The 11-10 party-line vote by the Senate Health, Education, Labor and Pensions Committee advanced the nominee to the floor of the Senate. The chamber’s Democratic leaders intend to consider Su’s nomination in the near term.

Leading up to the committee’s approval, Senate Democrats, as well as panel Chairman Bernie Sanders (I-Vt.) expressed support for the nominee.

“Working families have been struggling for the last many decades. While we have massive income and wealth inequality, the working families of this country — in the Labor Department — are entitled to have a secretary who is going to stand up and fight for them,” Sanders told colleagues prior to the vote.

Bernie Sanders


Republicans on the committee pushed back with a unified opposition.

“Su has a decadeslong record of partisan activism, promoting policies that undermine workers to the benefit of politically connected labor unions,” Sen. Bill Cassidy (R-La.), the panel’s ranking member, said prior to the vote. He also took aim at Su’s record as a senior official in California. At issue has been her role in overseeing a recent California law that set conditions for employers to classify workers as independent contractors.
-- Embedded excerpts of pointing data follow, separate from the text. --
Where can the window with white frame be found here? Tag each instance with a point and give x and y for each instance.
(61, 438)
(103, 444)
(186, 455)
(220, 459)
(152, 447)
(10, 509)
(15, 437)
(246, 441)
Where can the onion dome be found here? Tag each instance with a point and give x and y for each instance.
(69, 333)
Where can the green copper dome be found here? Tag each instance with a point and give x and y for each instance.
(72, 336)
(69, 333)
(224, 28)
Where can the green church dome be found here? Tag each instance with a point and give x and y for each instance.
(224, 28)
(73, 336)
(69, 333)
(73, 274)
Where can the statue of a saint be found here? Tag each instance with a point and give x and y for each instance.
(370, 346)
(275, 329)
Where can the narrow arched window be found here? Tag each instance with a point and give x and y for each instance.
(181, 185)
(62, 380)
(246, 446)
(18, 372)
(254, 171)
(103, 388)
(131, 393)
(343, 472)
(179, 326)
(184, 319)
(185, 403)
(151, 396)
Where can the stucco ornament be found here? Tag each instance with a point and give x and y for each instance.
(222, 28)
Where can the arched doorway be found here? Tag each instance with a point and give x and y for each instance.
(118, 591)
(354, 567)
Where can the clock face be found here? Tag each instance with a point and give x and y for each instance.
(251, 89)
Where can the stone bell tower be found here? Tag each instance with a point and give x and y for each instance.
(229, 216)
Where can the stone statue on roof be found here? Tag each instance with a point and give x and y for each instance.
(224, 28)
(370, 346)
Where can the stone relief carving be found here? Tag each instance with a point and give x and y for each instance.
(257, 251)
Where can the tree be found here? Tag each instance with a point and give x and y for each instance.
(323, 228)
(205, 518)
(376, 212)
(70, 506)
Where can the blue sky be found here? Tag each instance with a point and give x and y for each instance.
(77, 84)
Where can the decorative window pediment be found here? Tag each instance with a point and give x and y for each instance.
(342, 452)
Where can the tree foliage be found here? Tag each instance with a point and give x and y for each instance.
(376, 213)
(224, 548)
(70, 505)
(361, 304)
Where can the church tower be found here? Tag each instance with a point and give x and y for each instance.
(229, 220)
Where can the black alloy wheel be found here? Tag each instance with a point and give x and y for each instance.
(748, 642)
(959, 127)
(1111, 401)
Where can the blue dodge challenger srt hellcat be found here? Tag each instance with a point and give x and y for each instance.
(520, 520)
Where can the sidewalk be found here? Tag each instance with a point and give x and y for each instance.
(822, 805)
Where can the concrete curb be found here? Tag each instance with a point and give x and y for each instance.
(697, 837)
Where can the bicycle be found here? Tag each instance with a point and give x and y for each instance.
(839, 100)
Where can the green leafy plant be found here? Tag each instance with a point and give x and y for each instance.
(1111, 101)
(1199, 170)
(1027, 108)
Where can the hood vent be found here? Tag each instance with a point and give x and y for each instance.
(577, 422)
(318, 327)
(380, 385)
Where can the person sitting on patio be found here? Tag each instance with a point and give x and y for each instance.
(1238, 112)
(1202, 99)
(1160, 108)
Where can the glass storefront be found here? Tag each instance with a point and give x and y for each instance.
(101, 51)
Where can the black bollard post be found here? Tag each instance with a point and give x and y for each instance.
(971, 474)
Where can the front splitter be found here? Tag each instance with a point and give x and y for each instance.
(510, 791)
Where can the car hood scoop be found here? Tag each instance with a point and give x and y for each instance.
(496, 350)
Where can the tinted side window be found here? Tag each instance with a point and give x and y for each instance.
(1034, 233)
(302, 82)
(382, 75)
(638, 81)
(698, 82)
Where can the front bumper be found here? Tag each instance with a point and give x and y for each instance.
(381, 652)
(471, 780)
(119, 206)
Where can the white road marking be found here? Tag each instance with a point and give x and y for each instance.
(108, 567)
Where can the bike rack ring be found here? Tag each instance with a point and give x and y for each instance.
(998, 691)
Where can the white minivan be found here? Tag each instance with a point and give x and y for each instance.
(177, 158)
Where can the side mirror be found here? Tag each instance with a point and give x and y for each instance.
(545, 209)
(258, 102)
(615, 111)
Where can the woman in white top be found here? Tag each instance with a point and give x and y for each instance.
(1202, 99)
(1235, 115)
American Trucking Associations raised concerns about the nominee, citing the California law, referred to as AB 5.

California’s AB 5, which Ms. Su helped pass and implement as secretary of the California Labor and Workforce Development Agency, essentially outlaws their business model,” ATA President Chris Spear wrote the committee last month in reference to independent contractors. “AB 5 is designed to strip independent drivers of their choice and right to operate as contractors for motor carriers, in essence forcing them to become company employee drivers.”

Owner-Operator Independent Drivers Association also opposes the nominee: “We are concerned that Ms. Su would continue to pursue an ideologically motivated agenda toward worker classification that ignores the thousands of small-business truckers that depend on the ability to work as an independent contractor.”

“Make no mistake, if Ms. Su were to advance the same policies that she championed in California, it would force hundreds of thousands of truckers to change their business model and put their livelihood in jeopardy,” said Todd Spencer, president and CEO at OOIDA. “We are especially concerned with her nomination at a time when the Department of Labor is working on an updated worker classification rule.”

Support for the nominee is led by union groups. “Workers deserve a Labor Secretary who will fiercely defend working people,” the AFL-CIO has stated, referring to Su.

At her April 20 hearing though, Su said she wouldn’t try to advance the California standard at the federal level and understands the value of independent contractors, while also asserting that the classification issue “is a problem in our economy that needs to be addressed.”

Addressing her record during her time in California, she told senators in a 2021 hearing, “For the last 10 years, I have served the people of California to build a fair and inclusive economy that values workers and supports businesses, all of whom want a fair shot at opportunity and security. I have prioritized innovative partnerships with employers, ensured robust enforcement of labor laws, and worked to combat wage theft.”

If confirmed, Su, the department’s acting secretary, would succeed Secretary Marty Walsh, who has taken a position as the National Hockey League Players’ Association executive director.

In nominating Su in February, President Joe Biden noted, “Julie is a champion for workers, and she has been a critical partner to Secretary Walsh since the early days of my administration.”

“She helped avert a national rail shutdown, improved access to good jobs free from discrimination through my Good Jobs Initiative, and is ensuring that the jobs we create in critical sectors like semiconductor manufacturing, broadband and health care are good-paying, stable and accessible jobs for all,” the president added.